Operating System: osx 10.12.2

Compiler: gcc6

Package used (python/R/jvm/C++): jvm-package

xgboost version used: current master branch

If installing from source, please provide

  1. The commit hash (git rev-parse HEAD)
  2. Logs will be helpful (If logs are large, please upload as attachment).
[INFO] [01/02/2017 22:11:24.468] [RabitTracker-akka.actor.default-dispatcher-7] [akka://RabitTracker/user/Handler] [65] train-error:0.423498
[INFO] [01/02/2017 22:11:24.587] [RabitTracker-akka.actor.default-dispatcher-9] [akka://RabitTracker/user/Handler] [66] train-error:0.422569
[INFO] [01/02/2017 22:11:24.688] [RabitTracker-akka.actor.default-dispatcher-11] [akka://RabitTracker/user/Handler] [67]        train-error:0.422327
[ERROR] [01/02/2017 22:11:24.790] [RabitTracker-akka.actor.default-dispatcher-9] [akka://RabitTracker/user/Handler/ConnectionHandler-03b85111-7230-4f10-bf03-05c62bb97e30] null
java.nio.BufferUnderflowException
        at java.nio.Buffer.nextGetIndex(Buffer.java:506)
        at java.nio.HeapByteBuffer.getInt(HeapByteBuffer.java:361)
        at ml.dmlc.xgboost4j.scala.rabit.util.RabitTrackerHelpers$ByteBufferHelpers.getString(RabitTrackerHelpers.scala:33)
        at ml.dmlc.xgboost4j.scala.rabit.handler.RabitWorkerHandler.decodeCommand(RabitWorkerHandler.scala:102)
        at ml.dmlc.xgboost4j.scala.rabit.handler.RabitWorkerHandler$$anonfun$3.applyOrElse(RabitWorkerHandler.scala:124)
        at ml.dmlc.xgboost4j.scala.rabit.handler.RabitWorkerHandler$$anonfun$3.applyOrElse(RabitWorkerHandler.scala:119)
        at scala.runtime.AbstractPartialFunction.apply(AbstractPartialFunction.scala:36)
        at akka.actor.FSM$class.processEvent(FSM.scala:604)
        at ml.dmlc.xgboost4j.scala.rabit.handler.RabitWorkerHandler.processEvent(RabitWorkerHandler.scala:39)
        at akka.actor.FSM$class.akka$actor$FSM$$processMsg(FSM.scala:598)
        at akka.actor.FSM$$anonfun$receive$1.applyOrElse(FSM.scala:592)
        at akka.actor.Actor$class.aroundReceive(Actor.scala:467)
        at ml.dmlc.xgboost4j.scala.rabit.handler.RabitWorkerHandler.aroundReceive(RabitWorkerHandler.scala:39)
        at akka.actor.ActorCell.receiveMessage(ActorCell.scala:516)
        at akka.actor.ActorCell.invoke(ActorCell.scala:487)
        at akka.dispatch.Mailbox.processMailbox(Mailbox.scala:238)
        at akka.dispatch.Mailbox.run(Mailbox.scala:220)
        at akka.dispatch.ForkJoinExecutorConfigurator$AkkaForkJoinTask.exec(AbstractDispatcher.scala:397)
        at scala.concurrent.forkjoin.ForkJoinTask.doExec(ForkJoinTask.java:260)
        at scala.concurrent.forkjoin.ForkJoinPool$WorkQueue.runTask(ForkJoinPool.java:1339)
        at scala.concurrent.forkjoin.ForkJoinPool.runWorker(ForkJoinPool.java:1979)
        at scala.concurrent.forkjoin.ForkJoinWorkerThread.run(ForkJoinWorkerThread.java:107)

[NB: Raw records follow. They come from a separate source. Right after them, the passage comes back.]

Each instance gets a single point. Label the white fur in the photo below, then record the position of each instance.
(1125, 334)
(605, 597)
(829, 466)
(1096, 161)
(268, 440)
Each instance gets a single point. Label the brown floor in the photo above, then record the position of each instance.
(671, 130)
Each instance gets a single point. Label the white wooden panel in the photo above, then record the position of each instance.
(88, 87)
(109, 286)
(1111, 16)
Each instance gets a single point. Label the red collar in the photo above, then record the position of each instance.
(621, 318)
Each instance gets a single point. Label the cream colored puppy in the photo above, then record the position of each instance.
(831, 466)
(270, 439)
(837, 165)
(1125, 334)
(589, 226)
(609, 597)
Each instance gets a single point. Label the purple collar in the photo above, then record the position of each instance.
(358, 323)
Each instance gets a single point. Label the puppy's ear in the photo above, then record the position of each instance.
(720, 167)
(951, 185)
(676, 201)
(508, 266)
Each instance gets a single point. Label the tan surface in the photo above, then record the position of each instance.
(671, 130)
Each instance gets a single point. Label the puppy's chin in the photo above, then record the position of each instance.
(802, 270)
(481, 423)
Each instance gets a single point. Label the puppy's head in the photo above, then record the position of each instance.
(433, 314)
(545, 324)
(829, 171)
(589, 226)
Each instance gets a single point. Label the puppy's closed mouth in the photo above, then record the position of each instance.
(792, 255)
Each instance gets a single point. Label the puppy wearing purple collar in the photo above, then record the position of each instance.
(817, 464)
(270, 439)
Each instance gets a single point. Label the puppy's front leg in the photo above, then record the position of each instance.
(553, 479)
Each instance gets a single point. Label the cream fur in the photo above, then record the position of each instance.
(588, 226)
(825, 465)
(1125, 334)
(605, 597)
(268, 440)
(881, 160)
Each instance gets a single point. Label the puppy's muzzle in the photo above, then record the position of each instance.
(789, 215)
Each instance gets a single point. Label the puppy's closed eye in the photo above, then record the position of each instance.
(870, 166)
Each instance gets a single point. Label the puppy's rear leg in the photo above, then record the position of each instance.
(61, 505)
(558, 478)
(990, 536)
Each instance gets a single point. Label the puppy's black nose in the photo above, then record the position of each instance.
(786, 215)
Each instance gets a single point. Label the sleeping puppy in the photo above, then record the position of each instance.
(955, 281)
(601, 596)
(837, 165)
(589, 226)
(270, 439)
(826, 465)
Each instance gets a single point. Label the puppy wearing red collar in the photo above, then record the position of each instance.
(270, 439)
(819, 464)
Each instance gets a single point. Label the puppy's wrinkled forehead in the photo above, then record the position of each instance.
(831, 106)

[ERROR] [01/02/2017 22:11:24.798] [RabitTracker-akka.actor.default-dispatcher-11] [LocalActorRefProvider(akka://RabitTracker)] guardian failed, shutting down system
java.lang.AssertionError: assertion failed
        at scala.Predef$.assert(Predef.scala:156)
        at ml.dmlc.xgboost4j.scala.rabit.handler.RabitWorkerHandler$$anonfun$2.applyOrElse(RabitWorkerHandler.scala:110)
        at ml.dmlc.xgboost4j.scala.rabit.handler.RabitWorkerHandler$$anonfun$2.applyOrElse(RabitWorkerHandler.scala:108)
        at scala.runtime.AbstractPartialFunction.apply(AbstractPartialFunction.scala:36)
        at akka.actor.FSM$class.processEvent(FSM.scala:604)
        at ml.dmlc.xgboost4j.scala.rabit.handler.RabitWorkerHandler.processEvent(RabitWorkerHandler.scala:39)
        at akka.actor.FSM$class.akka$actor$FSM$$processMsg(FSM.scala:598)
        at akka.actor.FSM$$anonfun$receive$1.applyOrElse(FSM.scala:592)
        at akka.actor.Actor$class.aroundReceive(Actor.scala:467)
        at ml.dmlc.xgboost4j.scala.rabit.handler.RabitWorkerHandler.aroundReceive(RabitWorkerHandler.scala:39)
        at akka.actor.ActorCell.receiveMessage(ActorCell.scala:516)
        at akka.actor.ActorCell.invoke(ActorCell.scala:487)
        at akka.dispatch.Mailbox.processMailbox(Mailbox.scala:238)
        at akka.dispatch.Mailbox.run(Mailbox.scala:220)
        at akka.dispatch.ForkJoinExecutorConfigurator$AkkaForkJoinTask.exec(AbstractDispatcher.scala:397)
        at scala.concurrent.forkjoin.ForkJoinTask.doExec(ForkJoinTask.java:260)
        at scala.concurrent.forkjoin.ForkJoinPool$WorkQueue.runTask(ForkJoinPool.java:1339)
        at scala.concurrent.forkjoin.ForkJoinPool.runWorker(ForkJoinPool.java:1979)
        at scala.concurrent.forkjoin.ForkJoinWorkerThread.run(ForkJoinWorkerThread.java:107)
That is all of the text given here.